Schwäbische Zeitung (Leutkirch / Isny / Bad Wurzach)
In der surrealen Fabrik
Drei Künstler befassen sich in Lindenberg mit dem Thema Arbeit
LINDENBERG - Von wegen „Alle Räder stehen still“. Von Stille kann keine Rede sein in der Ausstellung, deren Titel dem Bundeslied für den Allgemeinen Deutschen Arbeiterverein entlehnt ist. Beate Engl, Leonie Felle und Guido Weggenmann nutzen die frühere Produktionsstätte der Hutfabrik Reich, um mit künstlerischen Mitteln über das Thema Arbeit zu philosophieren: darüber, welche Kraft sie erzeugt, welche Macht sie auf das Leben des Einzelnen und auf die Gesellschaft ausübt, welche Versprechungen und welche Enttäuschungen sie bereit hält. Bei aller Ernsthaftigkeit sind die Exponate erstaunlich leicht, erfreulich verspielt geraten.
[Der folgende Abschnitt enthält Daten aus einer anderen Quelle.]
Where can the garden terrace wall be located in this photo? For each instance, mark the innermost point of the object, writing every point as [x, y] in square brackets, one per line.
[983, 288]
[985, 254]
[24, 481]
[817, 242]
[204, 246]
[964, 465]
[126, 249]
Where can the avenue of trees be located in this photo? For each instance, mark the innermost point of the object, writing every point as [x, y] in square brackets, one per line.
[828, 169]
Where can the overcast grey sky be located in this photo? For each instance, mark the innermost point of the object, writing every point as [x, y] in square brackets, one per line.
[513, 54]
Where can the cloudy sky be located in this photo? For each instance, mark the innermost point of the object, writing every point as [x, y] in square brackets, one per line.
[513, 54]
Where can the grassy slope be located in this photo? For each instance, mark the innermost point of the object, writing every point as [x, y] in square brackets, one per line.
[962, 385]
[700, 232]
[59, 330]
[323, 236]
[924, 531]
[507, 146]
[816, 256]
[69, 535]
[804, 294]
Die umgebaute Fahrradfelge erinnert an das Modell eines eigentümlichen Riesenrads. Wie ein Scherenschnitt wirkt die schwarze Silhouette vor den kleinteiligen Fabrikfenstern, durch die hartes Licht in die weiß getünchte Halle strömt. Eben noch poetisches Standbild, setzt sich die Apparatur in Bewegung, kaum dass ein Besucher die Ausstellung betritt.
Die Dosen, die wie Passagierkabinen das Rad umkränzen, stoßen blökende Rufe aus – eingebaut in flauschige Leiber geben sie üblicherweise Teddybären eine Stimme. Hier aber schreien sie nach Aufmerksamkeit: für die Poesie des sich drehenden Rads, vielleicht auch für die Bedeutung einer nimmermüden Maschine. „Brumm Brumm“nennt Guido Weggenmann seine Installation.
Ihrem ursprünglichen Zweck dient auch die große Fabrikuhr nicht mehr, die in der Halle Raum greift. Der Kreis des riesigen Ziffernblatts ist aufgerissen und bäumt sich an einer Säule auf. Einzelne Metallstriche – einst markierten sie Stunden – liegen im Umfeld verstreut. Und am Boden mühen sich Sekunden- und Minutenzeiger ab, angetrieben von einem nicht tot zu kriegenden Uhrwerk, das sie zwar in die falsche Richtung treibt – immerhin aber mit dreifachem Tempo. Was ist hier passiert? Hat ein Riese versucht, die Arbeiter von ihrem Joch zu befreien, indem er die Zeit, den alten Sklaventreiber, anhält?
Wild flattert die rote Fahne, rasend dreht sich mit ihr der Stab im verzinkten Kübel und erzeugt einen entsetzlich lauten, blechernen Lärm. Mittels Bewegungsmelder erwecken Ausstellungsbesucher die Fahne zum Leben. Aber es versammeln sich keine Massen hinter ihr. Der Gefolgschaft beraubt, rotiert sie wütend und sinnlos. Erst erschreckt die scheppernde Installation „Einer für alle“von Beate Engl den Besucher – doch auf den Schrecken folgt bedauerndes (oder mitleidiges?) Lächeln.
Diese surreale Fabrik hat keine Menschen nötig. Die Maschinen treiben selbstständig unsinnige Dinge. Eine emsige Stahlsäge gräbt sich Millimeter für Millimeter in das Rohr, das Teil ihres eigenen Traggerüsts ist, und eine leuchtend orange Geisterhand dreht die Kaffeemühle, die an die Wand genagelt keinerlei Aufgabe erfüllen kann. Allein ein farbenfrohes Wandbild Weggenmanns erinnert daran, dass hier mal Männer Schweiß vergossen. Aus Dutzenden bunter Arbeitshelme geschaffen trägt es den Titel: “Ist’s nicht der, ist’s ein anderer“.
Selbst Musik erklingt in der einstigen Produktionshalle, seit die Kunst das Zepter übernommen hat. Für ihre Video-Arbeit „Give and Get“haben Leonie Felle und Beate Engl aus Zitaten Prominenter einen Textteppich geflochten, den sie als fesselndes Sprechlied mit pulsierendem Takt und symbolstarken Bildern ausbreiten. Es geht um alles: um Blut und Freiheit, Glück und Liebe.
Wofür würde es sich lohnen, Fahnen zu schwingen? Wer oder was gibt der Zeit ihre unerbittliche Macht? Unverkrampft, kreativ und ironisch gehen die Künstler in der Kulturfabrik mit diesen Fragen um. Zu sehen in der Kulturfabrik Lindenberg bis Freitag, 20. April, dienstags bis sonntags 9.30 bis 17 Uhr.